Казалось, прошли годы с момента полуденных ужасов и волнений, и сейчас, с расстояния, которое еще больше увеличилось из-за усталости и приложенных усилий, мой страх, что, возможно, у меня случился сердечный приступ, выглядел нелепым. И все же, что это было? Саму вероятность сердечного приступа исключать нельзя. Конечно, скорее всего, просто паника и гипервентиляция – нелепые сами по себе, но не опасные. Хотя…
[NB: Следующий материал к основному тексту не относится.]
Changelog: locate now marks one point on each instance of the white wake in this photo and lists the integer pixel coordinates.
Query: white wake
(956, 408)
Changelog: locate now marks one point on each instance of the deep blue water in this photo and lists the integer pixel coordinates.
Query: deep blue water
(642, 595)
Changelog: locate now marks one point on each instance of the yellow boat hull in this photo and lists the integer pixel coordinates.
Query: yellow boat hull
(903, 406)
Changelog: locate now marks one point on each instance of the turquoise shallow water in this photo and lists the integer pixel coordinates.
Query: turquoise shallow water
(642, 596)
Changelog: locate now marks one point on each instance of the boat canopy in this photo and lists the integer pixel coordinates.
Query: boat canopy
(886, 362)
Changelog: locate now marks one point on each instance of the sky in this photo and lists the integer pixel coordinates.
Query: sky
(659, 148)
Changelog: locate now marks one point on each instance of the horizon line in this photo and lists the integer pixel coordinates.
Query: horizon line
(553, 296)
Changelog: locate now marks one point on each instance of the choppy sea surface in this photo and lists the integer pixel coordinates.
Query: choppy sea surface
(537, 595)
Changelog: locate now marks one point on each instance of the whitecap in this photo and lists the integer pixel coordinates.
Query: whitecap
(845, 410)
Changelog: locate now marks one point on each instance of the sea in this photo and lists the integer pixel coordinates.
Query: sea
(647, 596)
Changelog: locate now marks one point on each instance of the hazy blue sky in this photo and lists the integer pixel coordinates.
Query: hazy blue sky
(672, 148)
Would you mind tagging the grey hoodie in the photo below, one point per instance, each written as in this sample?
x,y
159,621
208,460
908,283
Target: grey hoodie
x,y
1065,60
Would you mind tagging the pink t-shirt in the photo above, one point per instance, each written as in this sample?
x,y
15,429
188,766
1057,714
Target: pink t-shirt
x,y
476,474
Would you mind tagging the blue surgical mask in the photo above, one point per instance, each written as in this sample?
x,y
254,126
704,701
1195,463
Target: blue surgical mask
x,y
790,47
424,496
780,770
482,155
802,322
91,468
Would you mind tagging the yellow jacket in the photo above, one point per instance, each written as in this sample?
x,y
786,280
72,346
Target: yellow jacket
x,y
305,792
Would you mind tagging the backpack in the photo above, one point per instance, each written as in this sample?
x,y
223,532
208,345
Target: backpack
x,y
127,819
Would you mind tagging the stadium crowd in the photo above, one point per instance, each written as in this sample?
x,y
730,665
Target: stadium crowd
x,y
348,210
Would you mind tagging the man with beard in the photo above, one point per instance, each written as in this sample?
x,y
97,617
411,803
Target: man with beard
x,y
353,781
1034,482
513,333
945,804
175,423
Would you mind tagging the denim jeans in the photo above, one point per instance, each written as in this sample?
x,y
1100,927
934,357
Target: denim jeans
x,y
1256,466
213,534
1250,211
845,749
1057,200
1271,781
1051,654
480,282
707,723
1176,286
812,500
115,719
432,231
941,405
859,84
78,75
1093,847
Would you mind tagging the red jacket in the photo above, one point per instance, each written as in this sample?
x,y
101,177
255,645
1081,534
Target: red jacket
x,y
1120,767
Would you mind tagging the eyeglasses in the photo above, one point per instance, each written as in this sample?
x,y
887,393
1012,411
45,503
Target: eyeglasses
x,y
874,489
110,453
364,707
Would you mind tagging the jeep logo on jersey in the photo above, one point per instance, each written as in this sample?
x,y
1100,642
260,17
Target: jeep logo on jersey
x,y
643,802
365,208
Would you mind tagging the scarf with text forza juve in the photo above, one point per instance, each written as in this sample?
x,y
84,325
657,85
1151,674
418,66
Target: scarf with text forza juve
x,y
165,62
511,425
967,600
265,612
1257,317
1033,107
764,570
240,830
Я положила два пальца себе на грудь и стала ждать, когда пульсирование в кончиках войдет в один ритм с биением сердца. Почти засыпая, я неторопливо начала обследовать свое тело от макушки до пальцев ног, ощущая, что прохожу через длинные тихие коридоры вен такого насыщенного фиолетового цвета, который бывает у неба перед наступлением ночи. Поблизости виднелось свечение артерий, мощных и клокочущих багровой энергией. Я вступила в сердце и почувствовала себя защищенной в его камерах: толстые стенки двигались в размеренном, успокаивающем, бесконечном, непрерывном ритме. Так, похоже, никаких повреждений ни в сердце, ни в его клапанах.
Я ощутила, как желудочно-кишечный тракт, долгие часы сжатый в тугой узел под диафрагмой, сейчас на время расслабился и успокоился, благодарно побулькивая, и хорошее самочувствие растеклось по всем членам и позвоночнику, как теплый мед.
– Не знаю, чем ты там занимаешься, саксоночка, – раздался поблизости тихий голос, – но вид у тебя весьма довольный.
Я открыла глаза и села. Джейми осторожно спустился по трапу и присел. Он выглядел очень бледным, и его плечи поникли от изнеможения. Тем не менее он слабо улыбался, и глаза его были ясны. Мое сердце, крепкое и надежное, в чем я только что удостоверилась, потеплело и размякло, словно было из масла.
– Как ты… – начала я, но он поднял руку, останавливая меня.
– Терпимо, – сказал он, глянув на паллеты, где громко и поверхностно дышал распростертый Стеббингс. – Он спит?
– Надеюсь, что да. И тебе надо поспать, – заметила я. – Давай-ка я тебя осмотрю, и ложись.
– Да там ничего серьезного, – сказал Джейми и осторожно взялся за скомканную заскорузлую тряпку, засунутую под рубашку. – Но, возможно, потребуется стежок или два.
– Я тоже так думаю, – проговорила я, разглядывая коричневые пятна, идущие вниз по правой стороне его рубашки. Учитывая обычную склонность Джейми к преуменьшению, я предполагала, что, скорее всего, у него на груди зияет рассеченная рана. Ладно, по крайней мере, до нее легко добраться, что не скажешь о нелепом ранении, полученном одним из моряков с «Питта»: его каким-то образом ранило картечной дробью прямо за мошонкой. Я подумала, что, скорее всего, дробина сперва попала во что-то другое, а потом срикошетила вверх. К счастью, она не проникла глубоко, но оказалась сплющенной, как шестипенсовик, когда я ее достала. Я отдала дробину парню на память.
Эйбрам перед уходом принес котелок свежей горячей воды. Опустив палец в воду, я обрадовалась, что она еще теплая.